University of Oregon Provost Scott Coltrane said the university plans to provide attorneys for any student, staff or faculty approached by immigration officials, due to U.S. President Donald Trump’s recent executive order to ban immigration from seven Muslim-majority countries.
Coltrane made his statement during a Jan. 30 townhall discussion in the EMU, where students asked questions to administrators, specializing in international immigration, on what effect Trump’s travel ban, or promises to repeal DACA, would have. He spoke, from the audience, after a UO Portland campus student asked if the university would provide any services for those confronted by an immigration officer.
“If you are confronted, or if faculty members or staff are confronted, by immigration officials, we want you to go to our general counsel and we can help protect you.” he said. “We will be working on the details, in terms of providing attorneys for students, staff and faculty.” Coltrane did not specify when such details would be released, other than “in the next couple of days.”
Kevin Reed, the University attorney who heads UO’s General Counsel, said he has been answering questions from campus community members on their constitutional rights. He requested that students, faculty, or staff, if confronted by immigration enforcement, should notify his department.
“It is absolutely my office’s commitment, with the support of President Schill, that we would work aggressively with all legal means available to us to defend the constitution and defend our people,” he said.
Roughly 180 students, faculty and staff came to the question-and-answer discussion. Panelists included four UO administrators: Rosa Chavez, the assistant director of the Center for Multicultural Academic Excellence, Jennifer Doreen, an international employment specialist, Abe Schafermeyer, the director of international student & scholar services and Betsy Boyd, the associate vice president for federal affairs.
On the same day as the event, President Schill announced, in an email to campus, that the administration has begun “the process” of creating an administrative position to be a resource for undocumented students. Chavez spoke about other services she feels undocumented immigrants need on the campus: a space for students to meet with each other; counseling services specifically for undocumented students; increased financial aid to students, including book loans; vetting new scholarships that only offers aid to legal permanent residents or citizens; and adding a page to the UO website dedicated to undocumented immigrants, with information on sanctuary campus and tuition equity. The CMAE director also said that her department wants to offer “ally training” for all faculty and staff.
The administrators spoke alongside Maria Blanco, a staff member from the UC Davis School of Law. Blanco leads a program providing legal services to undocumented students and their families at all University of California universities. Blanco’s department has spent months working on DACA renewals and U visas.

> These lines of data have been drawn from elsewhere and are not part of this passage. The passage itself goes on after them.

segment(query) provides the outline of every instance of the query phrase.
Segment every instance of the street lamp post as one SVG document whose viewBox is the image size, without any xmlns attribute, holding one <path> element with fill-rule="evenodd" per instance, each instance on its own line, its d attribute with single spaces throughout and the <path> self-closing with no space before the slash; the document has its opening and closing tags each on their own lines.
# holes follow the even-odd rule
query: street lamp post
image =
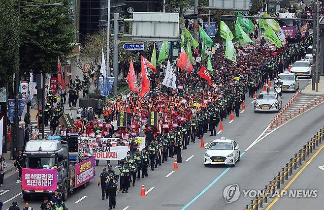
<svg viewBox="0 0 324 210">
<path fill-rule="evenodd" d="M 34 4 L 34 5 L 21 5 L 20 3 L 20 0 L 18 0 L 18 40 L 20 38 L 20 8 L 22 7 L 32 7 L 34 6 L 62 6 L 62 4 L 60 3 L 54 3 L 52 4 Z M 19 42 L 19 45 L 18 45 L 18 64 L 17 71 L 16 71 L 15 75 L 15 115 L 14 117 L 14 129 L 13 129 L 13 138 L 11 142 L 11 156 L 12 157 L 15 157 L 18 152 L 17 148 L 18 147 L 18 131 L 19 131 L 19 114 L 18 112 L 18 101 L 19 97 L 19 48 L 20 46 L 20 42 Z M 43 84 L 44 86 L 44 84 Z M 43 87 L 44 89 L 44 87 Z M 44 99 L 43 98 L 43 101 Z M 44 106 L 43 106 L 43 109 Z M 44 115 L 43 115 L 44 116 Z M 43 121 L 43 124 L 44 121 Z M 44 135 L 43 135 L 43 138 Z"/>
</svg>

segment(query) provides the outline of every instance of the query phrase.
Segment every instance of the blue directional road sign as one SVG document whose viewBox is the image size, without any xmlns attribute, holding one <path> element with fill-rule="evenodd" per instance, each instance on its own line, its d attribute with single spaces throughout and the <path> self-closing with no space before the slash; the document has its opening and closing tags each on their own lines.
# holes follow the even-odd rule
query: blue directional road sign
<svg viewBox="0 0 324 210">
<path fill-rule="evenodd" d="M 127 43 L 123 45 L 123 48 L 127 50 L 143 50 L 144 43 Z"/>
</svg>

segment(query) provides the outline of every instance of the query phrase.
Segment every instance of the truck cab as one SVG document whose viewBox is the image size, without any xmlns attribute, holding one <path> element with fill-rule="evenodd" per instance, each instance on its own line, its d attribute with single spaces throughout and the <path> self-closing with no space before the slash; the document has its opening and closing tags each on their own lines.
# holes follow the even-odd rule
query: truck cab
<svg viewBox="0 0 324 210">
<path fill-rule="evenodd" d="M 27 168 L 57 169 L 57 188 L 62 186 L 61 191 L 64 201 L 66 200 L 70 190 L 69 180 L 72 178 L 68 156 L 66 142 L 46 139 L 30 141 L 27 143 L 23 152 Z M 29 201 L 32 195 L 50 196 L 54 191 L 22 190 L 22 193 L 24 199 Z"/>
</svg>

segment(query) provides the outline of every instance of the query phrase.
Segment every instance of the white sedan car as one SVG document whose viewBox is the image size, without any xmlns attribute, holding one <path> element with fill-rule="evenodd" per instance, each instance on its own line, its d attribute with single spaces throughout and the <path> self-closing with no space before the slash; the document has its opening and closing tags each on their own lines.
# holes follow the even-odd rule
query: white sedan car
<svg viewBox="0 0 324 210">
<path fill-rule="evenodd" d="M 207 149 L 204 158 L 205 166 L 230 165 L 234 167 L 235 163 L 240 161 L 240 148 L 234 140 L 223 137 L 213 140 L 205 149 Z"/>
<path fill-rule="evenodd" d="M 309 61 L 298 60 L 292 65 L 290 72 L 298 77 L 312 77 L 312 65 Z"/>
</svg>

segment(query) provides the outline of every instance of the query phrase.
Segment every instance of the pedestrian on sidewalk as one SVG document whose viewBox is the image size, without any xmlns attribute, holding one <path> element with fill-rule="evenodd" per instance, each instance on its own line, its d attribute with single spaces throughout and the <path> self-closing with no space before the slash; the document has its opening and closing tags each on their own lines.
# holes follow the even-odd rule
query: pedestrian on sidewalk
<svg viewBox="0 0 324 210">
<path fill-rule="evenodd" d="M 0 187 L 2 187 L 3 184 L 3 177 L 6 168 L 7 162 L 5 162 L 3 155 L 2 155 L 0 157 Z"/>
</svg>

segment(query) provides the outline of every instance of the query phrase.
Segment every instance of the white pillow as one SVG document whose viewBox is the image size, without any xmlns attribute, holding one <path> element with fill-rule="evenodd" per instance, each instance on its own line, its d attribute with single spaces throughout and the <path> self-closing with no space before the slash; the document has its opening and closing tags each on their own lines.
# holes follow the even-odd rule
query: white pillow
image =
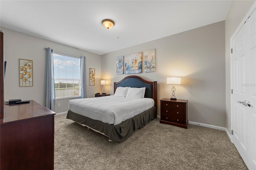
<svg viewBox="0 0 256 170">
<path fill-rule="evenodd" d="M 115 96 L 118 96 L 120 97 L 125 97 L 128 91 L 128 87 L 118 87 L 116 89 L 116 92 L 114 95 Z"/>
<path fill-rule="evenodd" d="M 144 88 L 146 89 L 146 87 L 129 87 L 126 97 L 142 99 L 142 96 Z M 143 95 L 144 96 L 144 95 Z"/>
<path fill-rule="evenodd" d="M 145 92 L 146 92 L 146 87 L 142 87 L 142 94 L 141 96 L 141 98 L 142 99 L 143 99 L 144 98 L 144 96 L 145 96 Z"/>
</svg>

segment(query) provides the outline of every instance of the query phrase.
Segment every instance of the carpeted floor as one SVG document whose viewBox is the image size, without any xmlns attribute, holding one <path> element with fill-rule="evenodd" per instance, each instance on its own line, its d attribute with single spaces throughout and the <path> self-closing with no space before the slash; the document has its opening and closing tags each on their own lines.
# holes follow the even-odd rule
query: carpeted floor
<svg viewBox="0 0 256 170">
<path fill-rule="evenodd" d="M 225 132 L 156 119 L 122 142 L 55 117 L 55 170 L 247 170 Z"/>
</svg>

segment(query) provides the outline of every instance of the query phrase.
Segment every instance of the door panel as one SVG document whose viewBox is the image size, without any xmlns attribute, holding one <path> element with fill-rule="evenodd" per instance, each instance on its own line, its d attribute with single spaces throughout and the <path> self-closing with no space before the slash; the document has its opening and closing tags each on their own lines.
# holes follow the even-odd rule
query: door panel
<svg viewBox="0 0 256 170">
<path fill-rule="evenodd" d="M 233 142 L 250 170 L 256 170 L 256 15 L 232 40 Z M 246 100 L 250 107 L 238 102 Z"/>
</svg>

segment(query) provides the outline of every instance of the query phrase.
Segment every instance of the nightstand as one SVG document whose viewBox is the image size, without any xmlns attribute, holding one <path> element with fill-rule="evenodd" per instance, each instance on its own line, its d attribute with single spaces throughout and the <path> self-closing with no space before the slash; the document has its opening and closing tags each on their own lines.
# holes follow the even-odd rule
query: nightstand
<svg viewBox="0 0 256 170">
<path fill-rule="evenodd" d="M 188 101 L 170 99 L 160 100 L 160 123 L 188 128 Z"/>
<path fill-rule="evenodd" d="M 95 94 L 95 97 L 102 97 L 103 96 L 110 96 L 110 94 L 106 94 L 106 95 L 102 95 L 102 94 Z"/>
</svg>

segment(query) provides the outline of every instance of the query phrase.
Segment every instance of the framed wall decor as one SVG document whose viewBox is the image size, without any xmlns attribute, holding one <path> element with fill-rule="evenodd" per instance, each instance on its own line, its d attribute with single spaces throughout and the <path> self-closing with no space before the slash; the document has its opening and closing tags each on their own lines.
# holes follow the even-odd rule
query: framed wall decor
<svg viewBox="0 0 256 170">
<path fill-rule="evenodd" d="M 124 72 L 126 74 L 141 73 L 142 70 L 141 52 L 124 55 Z"/>
<path fill-rule="evenodd" d="M 116 74 L 124 74 L 124 56 L 116 57 Z"/>
<path fill-rule="evenodd" d="M 20 87 L 33 86 L 33 61 L 19 59 Z"/>
<path fill-rule="evenodd" d="M 156 71 L 156 50 L 151 49 L 143 53 L 144 59 L 144 72 Z"/>
<path fill-rule="evenodd" d="M 95 85 L 95 69 L 89 68 L 89 85 Z"/>
</svg>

“In the fight to preserve DACA, I want educational institutions to be hand-in-hand, arm-and-arm, with the immigrant rights community,” Blanco said. “It is also an education issue.”
In Nov. 16, students and faculty separately made demands to the administration, mostly focused on protecting undocumented UO students. However, students made additional demands for the UO to increase acceptance of Muslim international students and refugees. The demands were a part of the national sanctuary campus protest movement, which called for universities to declare their institutions “sanctuaries.”
During the town hall, a student asked why UO President Schill, despite vowing to protect students from immigration enforcement, declined to officially declare the UO a “sanctuary campus.”
“It’s a good way of communicating what we want, what our values are, what we are trying to achieve,” said Betsy Boyd, the UO lobbyist from federal affairs, “it’s not as good a way from a public policy standpoint of communicating ways to protect people because it is less clear what that in fact means when it refers to a piece of legislation.”
According to panelist Abe Schafermeyer, there are 40 students at the UO affected by Trump’s executive order to ban citizens and refugees entering the United States from seven Muslim-majority countries.
For Ahmed Sarkez, a UO junior who attended the event, the ban impacts him as a Libyan international student. If Sarkez needs to return home, he won’t be able to come back to the United States. Sarkez asked the panelists if, in the case that this happens, he would be able to finish his UO degree online. Schafermeyer responded that the option doesn’t exist yet, but he is encouraging affected students to meet with him and make such suggestions.
“The only thing that I would be able to do now is just wait and seek more advice, whether I should make the decision of going back or not to visit or whether different purposes might occur in my situation,” Sarkez said.